US ─ For the first half of 2022, the US economy has seen some of the most unprecedented feats in recent history. The record-high inflation, a corresponding history-breaking interest rate hikes, and an energy price surge unlike anything seen before ─ are the most notable examples of how a mere six months into the year could make a decisive blow to the largest economy in the world.

In the limelight of all of these is the US Central Bank, the Federal Reserve. Undoubtedly, they make the single most influential decision to the overall US economy, which sends shockwaves to global economies worldwide. However, Fed can also be baffling in its decisions.

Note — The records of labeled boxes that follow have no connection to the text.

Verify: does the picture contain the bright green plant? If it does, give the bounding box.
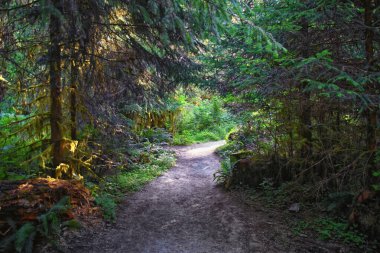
[0,197,80,252]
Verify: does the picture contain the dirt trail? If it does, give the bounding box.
[70,142,342,253]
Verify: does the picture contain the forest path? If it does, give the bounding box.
[70,141,342,253]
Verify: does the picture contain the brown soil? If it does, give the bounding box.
[63,142,346,253]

The US Federal Reserve Confuses Stakeholders

In a recently published composition by Derek Kahn Thompson, a renowned author and writer at a well-known American Publisher and Magazine, “The Atlantic.” Thompson made a compelling case for why the current economic dilemma is a by-product of a bewildered Federal Reserve.

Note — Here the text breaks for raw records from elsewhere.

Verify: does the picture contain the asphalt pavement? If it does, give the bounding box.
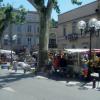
[0,70,100,100]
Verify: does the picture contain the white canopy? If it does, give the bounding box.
[65,49,89,53]
[0,49,15,54]
[65,48,100,53]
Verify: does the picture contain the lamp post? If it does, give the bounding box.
[77,18,100,74]
[4,34,17,65]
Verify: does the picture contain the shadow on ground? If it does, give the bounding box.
[0,72,35,89]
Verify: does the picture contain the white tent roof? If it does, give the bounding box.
[0,49,15,54]
[65,49,89,53]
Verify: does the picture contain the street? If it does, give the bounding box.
[0,70,100,100]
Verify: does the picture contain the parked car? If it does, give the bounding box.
[13,62,31,73]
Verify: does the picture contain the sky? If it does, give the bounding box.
[2,0,96,20]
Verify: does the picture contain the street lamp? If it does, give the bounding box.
[77,18,100,72]
[4,34,17,65]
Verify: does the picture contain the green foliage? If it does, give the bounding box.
[71,0,82,5]
[50,19,57,28]
[0,4,26,37]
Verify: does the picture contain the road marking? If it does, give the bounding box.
[2,87,15,92]
[35,76,48,79]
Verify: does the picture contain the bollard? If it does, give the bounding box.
[92,78,96,89]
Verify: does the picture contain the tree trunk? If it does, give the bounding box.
[38,12,50,71]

In his composition, he prefixed, “Just six months ago, the Fed said it expected that prices would normalize in 2022, and it forecast that a key inflation index would average 2.6 percent growth this year. But now it projects that 2022 inflation will be twice as high, at 5.2 percent.”

Thompson continued, “Three months ago, the Fed signaled that it would raise a key interest rate by 0.5 percentage points in June. But this week, the Fed changed its mind after getting spooked by a few inflation reports and suddenly decided to jack up the federal-funds rate by 0.75 points, its most significant increase in 28 years.”

“He [Fed Chair, Jerome Powell] explained that headline inflation has soared primarily because of supply-side issues, such as the war in Ukraine’s impact on the gas market, that the Fed can’t really do anything about. But he also insisted that the Fed had to up the ante on interest-rate hikes to bring down inflation by reducing demand.”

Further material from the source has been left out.